Tuesday, September 07, 2004

The Problem with Wikipedia

Ed Felten gets to the heart of what is problematic about relying on Wikipedia as a reference. [Via Boing Boing]

Overall verdict: Wikipedia's advantage is in having more, longer, and more current entries ... Britannica's advantage is in having lower variance in the quality of its entries.
The key word here is variance: when Wikipedia articles are good, they can be very good indeed, a treasure trove of information that won't easily be found elsewhere, but when they're bad, they can be absolutely awful. If what one is looking for a reference of first resort, then Wikipedia will not fit the bill, as the key criterion in such a circumstance would be that the information one gets meets a certain minimum level of accuracy; the Encyclopedia Britannica is still the premier authority in this case. As an alternative take on a subject one for which one already knows at least the outlines, however, Wikipedia often can't be beaten.

As a practical illustration of what I'm talking about, let us look at the Niger-Congo languages, of which Yoruba, the language of my ancestors, is a member of the Benue-Congo branch. The Wikipedia entry for this extremely large family is disappointly light on content, as are the entries for Benue-Congo and Yoruba, and what little information there is in both of the latter entries is present largely because of my own efforts, though I am no professional linguist. The Britannica entry (pay only) for Niger-Congo, on the other hand, includes not just useful information on the common and distinguishing features of the various branches, but also helpful maps showing the distribution of the member languages. This discrepancy between the two sources is present throughout all subject areas dwelling on matters related to Africa.

When we turn our attention to mathematics, on the other hand, a very different picture emerges. Take the Wikipedia entry for algebraic geometry, for instance; not only is it accurate and concise, but it also provides references to all of the standard texts on the subject, and it links to entries for topics like Gröbner bases, sheaves, schemes and other related topics is such as would be unthinkable to find in a generalist work like the Britannica.
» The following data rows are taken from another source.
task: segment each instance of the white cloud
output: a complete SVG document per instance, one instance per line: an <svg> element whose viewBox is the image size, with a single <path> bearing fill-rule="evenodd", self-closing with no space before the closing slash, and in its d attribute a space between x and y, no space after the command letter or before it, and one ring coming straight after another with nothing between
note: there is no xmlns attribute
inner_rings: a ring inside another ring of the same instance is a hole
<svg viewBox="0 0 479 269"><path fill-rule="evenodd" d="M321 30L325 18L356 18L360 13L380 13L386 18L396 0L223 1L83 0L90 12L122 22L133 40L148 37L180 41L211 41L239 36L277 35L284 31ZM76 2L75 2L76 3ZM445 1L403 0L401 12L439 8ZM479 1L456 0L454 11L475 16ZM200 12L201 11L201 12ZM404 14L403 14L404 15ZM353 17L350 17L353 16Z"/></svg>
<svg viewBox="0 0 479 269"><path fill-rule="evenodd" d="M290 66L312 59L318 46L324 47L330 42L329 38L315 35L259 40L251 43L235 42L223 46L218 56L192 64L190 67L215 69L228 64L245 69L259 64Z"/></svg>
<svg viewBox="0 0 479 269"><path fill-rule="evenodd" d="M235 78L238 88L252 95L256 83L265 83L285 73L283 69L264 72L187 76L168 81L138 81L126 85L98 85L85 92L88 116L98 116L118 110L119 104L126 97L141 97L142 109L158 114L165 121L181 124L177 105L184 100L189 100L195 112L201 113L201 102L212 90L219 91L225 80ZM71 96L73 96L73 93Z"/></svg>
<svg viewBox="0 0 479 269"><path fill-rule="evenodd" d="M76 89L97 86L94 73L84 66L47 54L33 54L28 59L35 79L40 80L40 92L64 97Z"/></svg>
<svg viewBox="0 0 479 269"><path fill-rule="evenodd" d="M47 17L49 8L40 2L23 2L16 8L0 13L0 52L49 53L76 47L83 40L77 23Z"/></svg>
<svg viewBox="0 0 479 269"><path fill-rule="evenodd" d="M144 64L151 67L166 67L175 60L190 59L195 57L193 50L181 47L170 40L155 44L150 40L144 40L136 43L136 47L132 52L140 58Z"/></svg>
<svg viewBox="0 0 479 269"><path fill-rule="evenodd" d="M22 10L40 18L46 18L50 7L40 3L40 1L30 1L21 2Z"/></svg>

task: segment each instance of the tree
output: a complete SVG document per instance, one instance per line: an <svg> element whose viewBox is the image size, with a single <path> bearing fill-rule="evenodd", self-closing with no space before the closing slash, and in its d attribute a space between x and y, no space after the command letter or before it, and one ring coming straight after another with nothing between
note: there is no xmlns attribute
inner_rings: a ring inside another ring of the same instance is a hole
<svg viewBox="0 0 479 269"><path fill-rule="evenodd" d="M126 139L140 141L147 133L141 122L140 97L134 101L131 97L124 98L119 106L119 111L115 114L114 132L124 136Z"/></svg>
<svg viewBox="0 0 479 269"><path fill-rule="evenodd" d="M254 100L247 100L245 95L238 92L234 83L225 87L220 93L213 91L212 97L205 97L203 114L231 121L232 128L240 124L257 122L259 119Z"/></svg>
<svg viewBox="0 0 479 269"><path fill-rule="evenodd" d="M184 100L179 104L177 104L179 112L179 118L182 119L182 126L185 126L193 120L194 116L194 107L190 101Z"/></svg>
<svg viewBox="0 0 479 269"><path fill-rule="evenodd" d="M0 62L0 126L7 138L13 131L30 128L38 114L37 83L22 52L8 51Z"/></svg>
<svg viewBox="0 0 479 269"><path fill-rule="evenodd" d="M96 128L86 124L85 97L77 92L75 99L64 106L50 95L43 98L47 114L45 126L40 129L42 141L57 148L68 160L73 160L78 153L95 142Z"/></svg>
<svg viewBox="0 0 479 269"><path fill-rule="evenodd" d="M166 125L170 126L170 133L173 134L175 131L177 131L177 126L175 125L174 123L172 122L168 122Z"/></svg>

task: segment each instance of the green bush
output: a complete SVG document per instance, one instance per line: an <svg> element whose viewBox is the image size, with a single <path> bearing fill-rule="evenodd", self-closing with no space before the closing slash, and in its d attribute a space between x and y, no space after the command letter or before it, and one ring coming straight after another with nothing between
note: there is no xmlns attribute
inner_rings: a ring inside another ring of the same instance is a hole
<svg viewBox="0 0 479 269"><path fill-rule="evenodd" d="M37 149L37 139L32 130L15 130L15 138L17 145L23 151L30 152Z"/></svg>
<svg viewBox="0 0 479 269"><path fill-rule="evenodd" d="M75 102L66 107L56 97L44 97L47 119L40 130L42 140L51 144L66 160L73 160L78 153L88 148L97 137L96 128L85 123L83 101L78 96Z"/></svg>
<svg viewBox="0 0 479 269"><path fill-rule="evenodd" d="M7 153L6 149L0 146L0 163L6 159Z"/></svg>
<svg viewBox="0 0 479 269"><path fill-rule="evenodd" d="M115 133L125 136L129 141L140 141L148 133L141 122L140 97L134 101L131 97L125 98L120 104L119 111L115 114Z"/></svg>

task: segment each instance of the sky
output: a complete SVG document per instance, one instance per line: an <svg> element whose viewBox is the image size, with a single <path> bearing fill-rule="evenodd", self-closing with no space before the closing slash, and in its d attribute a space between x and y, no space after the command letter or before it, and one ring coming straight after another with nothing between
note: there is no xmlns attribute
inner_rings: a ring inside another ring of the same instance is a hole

As a mathematics reference, Wikipedia is very often better than even a carefully curated resource like Eric Weisstein's World of Mathematics. The Britannica too has an entry for algebraic geometry, but while it again shows that the curators have done their job of keeping errors to a minimum, it does not bear real comparison with the Wikipedia version, not least because one cannot learn very much more about the subject from the Britannica entry without going beyond the confines of said encyclopedia.

It is only natural to wonder what other interesting statistical properties the Wikipedia's entries may have. In terms of quality, what does the distribution of the articles look like, beyond just having a broader range of variation than one would find in a traditional encyclopedia? Is it normal, bimodal, chi-squared or one of the beta family of distributions? Does it skew one way or another? What is its kurtosis, or in other words, how flat or peaky is it? Is it even possible to devise a scale which will be widely agreed upon on which articles can be more finely rated than "good" and "bad"? The Wikipedia Statistics page provides lots of info on raw data like article and word-count, number of daily edits and the like, but I don't see any evidence that the sorts of questions I'm raising here are being addressed.